The app is base-path aware and handles three situations with no configuration:

Situation Example link produced
Subdomain root + mod_rewrite /dashboard
Subfolder + mod_rewrite /meet/dashboard
No mod_rewrite (any location) /meet/index.php?r=%2Fdashboard

The installer checks for mod_rewrite by requesting /healthz, then stores a pretty flag in config.php. url() in app/helpers.php reads that flag and keeps query strings (like ?token= and ?slot=) intact in every mode.

Data Model

SQLite schema (auto-created by app/db.php):

users          id, email (unique), password_hash, name, role (admin|organizer),
               active, reset_token, reset_expires, created_at

polls          id, user_id, public_token (unique), title, description, location,
               organizer_tz, blind, deadline_utc, closed, final_slot_id,
               nudged_at, created_at, updated_at

slots          id, poll_id, kind (datetime|date), start_utc, date,
               duration_min, sort

participants   id, poll_id, name, comment, edit_token, ip, created_at, updated_at

responses      id, participant_id, slot_id, choice (yes|maybe|no)

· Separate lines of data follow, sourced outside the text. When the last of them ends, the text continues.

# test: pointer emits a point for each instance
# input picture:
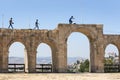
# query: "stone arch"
(112, 45)
(16, 40)
(88, 41)
(25, 52)
(53, 52)
(91, 35)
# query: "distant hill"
(42, 60)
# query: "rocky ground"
(60, 76)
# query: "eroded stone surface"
(57, 40)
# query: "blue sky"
(52, 12)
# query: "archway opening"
(44, 58)
(78, 53)
(111, 59)
(16, 60)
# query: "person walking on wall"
(70, 20)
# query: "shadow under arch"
(22, 64)
(111, 58)
(54, 50)
(81, 37)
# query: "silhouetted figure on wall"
(36, 24)
(70, 20)
(10, 23)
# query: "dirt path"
(61, 76)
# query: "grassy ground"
(60, 76)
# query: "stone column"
(62, 58)
(93, 51)
(31, 61)
(26, 60)
(5, 60)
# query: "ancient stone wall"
(57, 40)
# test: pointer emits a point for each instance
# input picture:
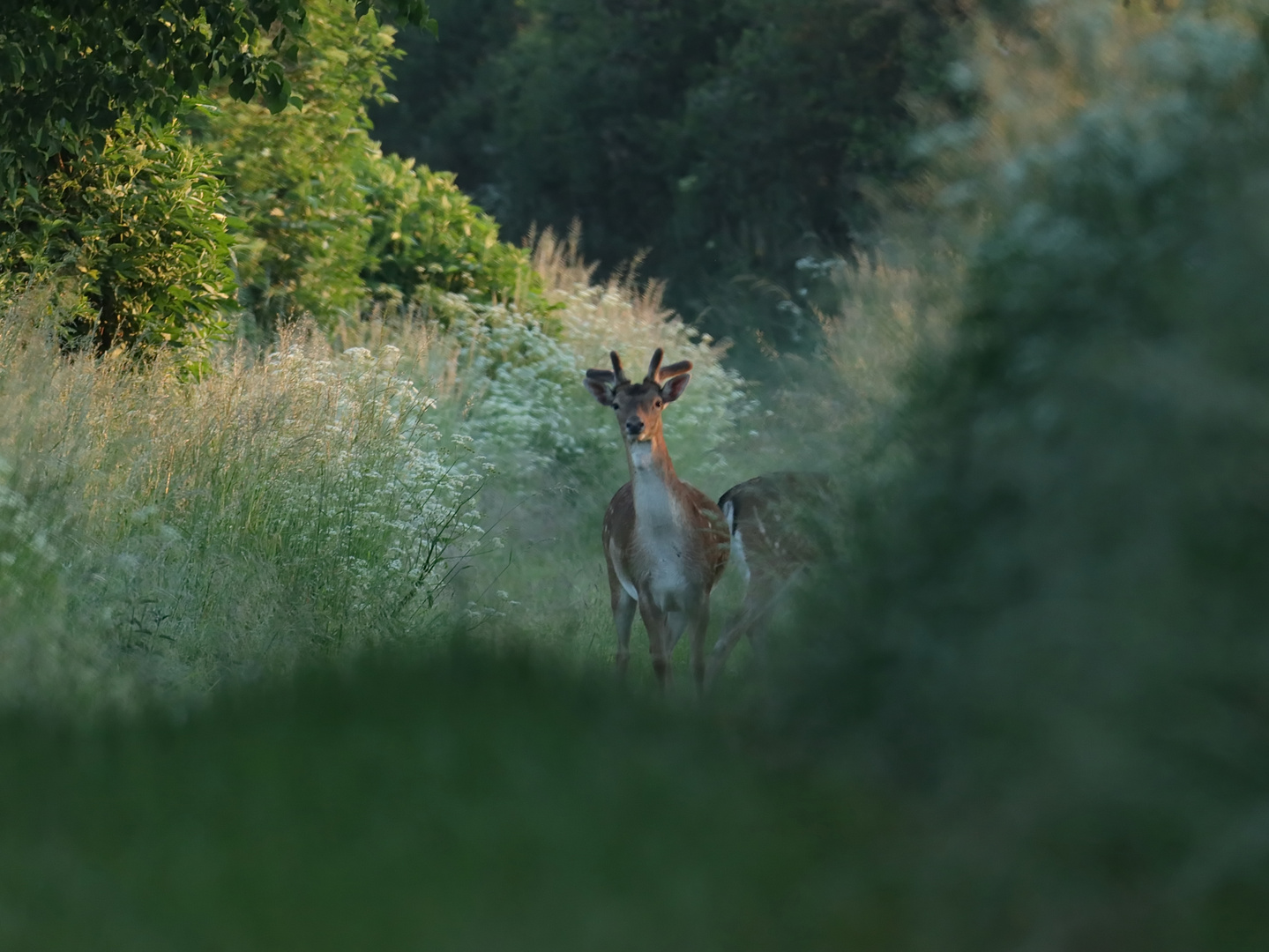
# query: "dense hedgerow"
(140, 228)
(1046, 628)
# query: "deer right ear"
(601, 383)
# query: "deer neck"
(653, 480)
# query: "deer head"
(638, 405)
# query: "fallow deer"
(665, 541)
(768, 517)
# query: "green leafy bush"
(140, 230)
(1046, 630)
(726, 138)
(327, 219)
(70, 70)
(430, 236)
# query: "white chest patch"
(659, 539)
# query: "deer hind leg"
(699, 624)
(743, 622)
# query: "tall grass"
(192, 532)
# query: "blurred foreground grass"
(461, 803)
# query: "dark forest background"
(728, 139)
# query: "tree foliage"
(728, 138)
(140, 230)
(69, 69)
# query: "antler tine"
(673, 370)
(653, 368)
(619, 376)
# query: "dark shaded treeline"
(728, 138)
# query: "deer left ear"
(673, 388)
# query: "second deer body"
(665, 541)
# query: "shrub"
(138, 230)
(1046, 631)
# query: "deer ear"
(601, 384)
(673, 388)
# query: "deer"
(766, 517)
(665, 541)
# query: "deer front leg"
(623, 616)
(658, 638)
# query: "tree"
(70, 69)
(730, 138)
(323, 219)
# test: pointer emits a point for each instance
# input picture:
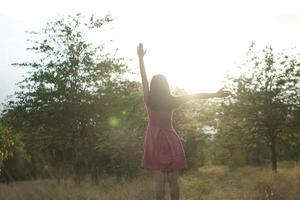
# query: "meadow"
(206, 183)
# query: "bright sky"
(194, 43)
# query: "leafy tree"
(265, 108)
(62, 96)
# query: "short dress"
(163, 149)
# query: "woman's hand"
(222, 93)
(140, 50)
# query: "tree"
(62, 96)
(265, 108)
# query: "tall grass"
(206, 183)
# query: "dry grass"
(208, 183)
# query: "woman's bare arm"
(141, 53)
(185, 98)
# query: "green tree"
(62, 96)
(265, 107)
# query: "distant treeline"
(76, 114)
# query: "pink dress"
(163, 149)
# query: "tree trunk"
(273, 153)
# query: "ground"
(205, 183)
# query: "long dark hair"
(160, 97)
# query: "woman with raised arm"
(163, 152)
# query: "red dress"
(163, 149)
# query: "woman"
(163, 151)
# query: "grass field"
(206, 183)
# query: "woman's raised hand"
(222, 93)
(140, 50)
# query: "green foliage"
(263, 110)
(6, 144)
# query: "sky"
(194, 43)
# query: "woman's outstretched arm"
(183, 99)
(141, 53)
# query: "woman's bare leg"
(172, 178)
(159, 185)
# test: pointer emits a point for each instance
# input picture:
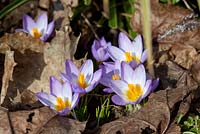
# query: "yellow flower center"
(134, 92)
(61, 104)
(81, 81)
(36, 33)
(115, 77)
(130, 58)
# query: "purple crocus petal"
(105, 79)
(139, 76)
(133, 64)
(75, 100)
(65, 111)
(46, 99)
(21, 30)
(119, 87)
(55, 87)
(94, 48)
(42, 22)
(71, 71)
(103, 42)
(137, 101)
(108, 90)
(118, 100)
(67, 91)
(49, 31)
(78, 89)
(64, 77)
(108, 66)
(127, 72)
(116, 53)
(28, 24)
(101, 55)
(147, 88)
(124, 42)
(50, 28)
(144, 56)
(154, 84)
(138, 46)
(87, 70)
(96, 78)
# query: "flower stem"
(146, 24)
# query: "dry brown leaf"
(5, 127)
(61, 125)
(184, 55)
(9, 65)
(30, 121)
(161, 18)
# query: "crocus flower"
(128, 51)
(60, 98)
(133, 86)
(99, 49)
(83, 80)
(39, 29)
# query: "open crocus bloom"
(99, 50)
(60, 98)
(39, 29)
(133, 86)
(83, 80)
(128, 51)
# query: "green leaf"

invites        id, poll_id, email, created_at

activity       id, poll_id, message, created_at        # in-app activity feed

settings       key, value                              # org name, logo, accent, SMTP, …

rate           ip, ts                                  # per-IP rate-limit ledger

Identity without accounts. Each participant row gets an unguessable edit_token. It lives in a cookie and doubles as a shareable edit link. Two people named John stay separate rows, and anyone can come back later to change their own answer.

Timezone Handling

  • Organizers enter slots in their own timezone. Timed slots are converted to absolute UTC instants (slots.start_utc), so a 2pm meeting stays 2pm across daylight-saving changes.
  • The server renders a fallback label in the organizer's timezone. Then assets/app.js re-renders every <time data-utc> element in the viewer's detected timezone. A manual picker ("Show times in …") is saved in localStorage.
  • All-day slots are stored as plain dates (slots.date) and look the same everywhere.

Blind Polls

When a poll has blind = 1, a participant who hasn't responded sees no other answers and no tallies. After they submit (a cookie marks them), the full grid appears. The organizer always sees everything from the manage view.

Security Model

  • CSRF tokens on every state-changing form.
  • Output escaping (e() / htmlspecialchars) at every boundary.
  • Honeypot field, per-IP rate limiting, and a per-poll response cap on the public form.
  • Login throttling (per IP).
  • Content-Security-Policy plus X-Frame-Options, X-Content-Type-Options, and Referrer-Policy headers. They're sent in PHP, so they apply even without mod_headers.
  • Secrets and the database live in data/, denied from the web by .htaccess. .sqlite files are also blocked at the root.
  • Unguessable tokens for poll links and edit links. Passwords are hashed with password_hash(), and the session ID is regenerated on login.

Configuration

There is no .env file. Configuration splits between a generated PHP file and a database table.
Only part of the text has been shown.